„Pokonałem go tak bardzo, że bez wątpienia pozostało mu zemsta” – powiedział azerbejdżański bojownik w wywiadzie. „Westnik MMA”. „Zdecydowanie nie w wadze półśredniej – startuję w wadze lekkiej i dobrze się tam czuję. W ogóle nie uważam 77 kilogramów. Poza tym patrzę przed siebie, podczas gdy Marif zostaje w tyle. Teraz interesują mnie inne walki”
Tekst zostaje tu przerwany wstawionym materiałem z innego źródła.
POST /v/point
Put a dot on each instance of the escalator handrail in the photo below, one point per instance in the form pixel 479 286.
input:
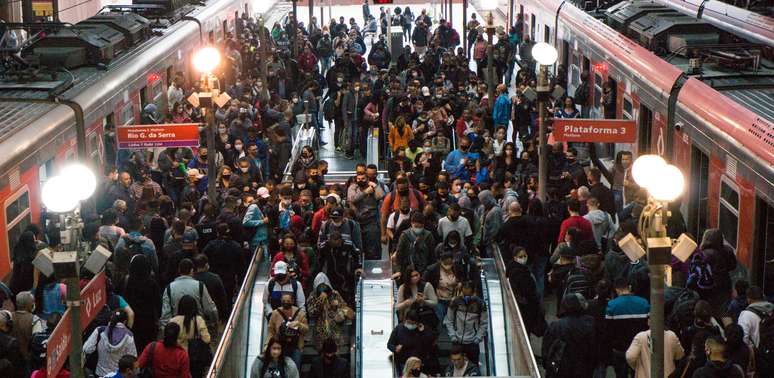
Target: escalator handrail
pixel 520 331
pixel 491 369
pixel 245 294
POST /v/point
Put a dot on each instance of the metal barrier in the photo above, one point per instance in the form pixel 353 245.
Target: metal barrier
pixel 231 356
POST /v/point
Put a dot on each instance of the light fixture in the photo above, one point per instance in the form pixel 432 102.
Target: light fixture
pixel 59 195
pixel 647 170
pixel 82 180
pixel 669 185
pixel 206 59
pixel 544 53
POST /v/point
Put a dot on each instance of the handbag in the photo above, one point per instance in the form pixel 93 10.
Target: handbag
pixel 147 371
pixel 199 353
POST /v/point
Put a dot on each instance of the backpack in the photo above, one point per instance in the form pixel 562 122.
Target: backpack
pixel 329 109
pixel 764 354
pixel 700 273
pixel 134 247
pixel 289 336
pixel 681 315
pixel 579 281
pixel 275 298
pixel 555 362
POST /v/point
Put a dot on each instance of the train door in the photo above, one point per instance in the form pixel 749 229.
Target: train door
pixel 645 127
pixel 763 257
pixel 697 219
pixel 728 214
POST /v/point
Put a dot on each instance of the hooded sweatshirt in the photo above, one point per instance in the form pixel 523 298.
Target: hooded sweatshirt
pixel 750 320
pixel 110 349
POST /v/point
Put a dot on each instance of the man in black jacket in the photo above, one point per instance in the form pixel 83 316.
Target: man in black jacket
pixel 565 348
pixel 411 339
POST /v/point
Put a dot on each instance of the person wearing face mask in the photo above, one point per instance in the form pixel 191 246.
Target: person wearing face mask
pixel 288 324
pixel 523 284
pixel 410 339
pixel 330 313
pixel 328 364
pixel 467 320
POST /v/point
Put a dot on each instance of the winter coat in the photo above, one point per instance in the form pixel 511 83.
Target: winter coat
pixel 638 355
pixel 467 322
pixel 579 333
pixel 329 316
pixel 110 349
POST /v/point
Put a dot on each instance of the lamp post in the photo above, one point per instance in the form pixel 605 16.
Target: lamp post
pixel 62 194
pixel 545 55
pixel 205 61
pixel 664 184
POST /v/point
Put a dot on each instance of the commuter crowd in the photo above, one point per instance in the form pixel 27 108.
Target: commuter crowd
pixel 461 185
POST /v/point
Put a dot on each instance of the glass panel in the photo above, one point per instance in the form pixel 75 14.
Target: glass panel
pixel 15 232
pixel 729 195
pixel 729 222
pixel 17 207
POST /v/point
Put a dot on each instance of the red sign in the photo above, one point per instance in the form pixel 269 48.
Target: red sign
pixel 93 297
pixel 594 130
pixel 150 136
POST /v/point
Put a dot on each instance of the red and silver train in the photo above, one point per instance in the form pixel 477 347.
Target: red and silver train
pixel 724 147
pixel 36 139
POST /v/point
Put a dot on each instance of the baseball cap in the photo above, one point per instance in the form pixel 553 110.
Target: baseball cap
pixel 263 192
pixel 281 267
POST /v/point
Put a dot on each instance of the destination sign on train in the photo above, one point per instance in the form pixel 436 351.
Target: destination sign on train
pixel 595 130
pixel 150 136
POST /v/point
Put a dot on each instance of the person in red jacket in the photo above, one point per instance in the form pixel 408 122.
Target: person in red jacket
pixel 577 221
pixel 167 359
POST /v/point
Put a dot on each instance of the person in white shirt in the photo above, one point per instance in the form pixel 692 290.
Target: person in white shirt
pixel 750 318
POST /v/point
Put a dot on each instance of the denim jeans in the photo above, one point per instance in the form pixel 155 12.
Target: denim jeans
pixel 538 269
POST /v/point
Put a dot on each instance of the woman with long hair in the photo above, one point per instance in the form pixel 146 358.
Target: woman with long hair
pixel 166 359
pixel 143 294
pixel 273 363
pixel 111 343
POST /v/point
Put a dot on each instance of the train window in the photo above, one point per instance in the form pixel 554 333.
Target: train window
pixel 94 149
pixel 628 110
pixel 763 259
pixel 127 114
pixel 597 90
pixel 729 212
pixel 697 219
pixel 645 129
pixel 45 171
pixel 17 216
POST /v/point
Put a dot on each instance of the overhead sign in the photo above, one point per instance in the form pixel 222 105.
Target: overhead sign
pixel 595 130
pixel 150 136
pixel 93 297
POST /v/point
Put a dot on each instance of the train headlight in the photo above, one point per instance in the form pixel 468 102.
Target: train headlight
pixel 206 59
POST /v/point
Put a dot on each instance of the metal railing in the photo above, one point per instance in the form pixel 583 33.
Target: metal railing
pixel 231 356
pixel 304 137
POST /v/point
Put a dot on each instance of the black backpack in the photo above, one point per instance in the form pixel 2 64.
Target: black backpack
pixel 134 247
pixel 555 362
Według Abbasova, Piraev powinien odejść od rywalizacji z profesjonalistami i skupić się na występach w pop MMA.
„Marif, szanuję cię, jesteś dobrym wojownikiem, ale na twoim miejscu zarabiałbym pieniądze w pop MMA – po co ci Fight Nights? Niech walczy przy 77 kilogramach. Jestem mistrzem wagi lekkiej, a korona mu nie pomogła”.
Przypomnijmy, że walka o tytuł w wadze lekkiej pomiędzy Abbasovem a Piraevem, który prowadził turniej AMC Fight Nights 112, zakończyła się po drugiej rundzie z powodu tego, że narożnik Rosjanina, który odniósł znaczne obrażenia, odmówił kontynuowania walki.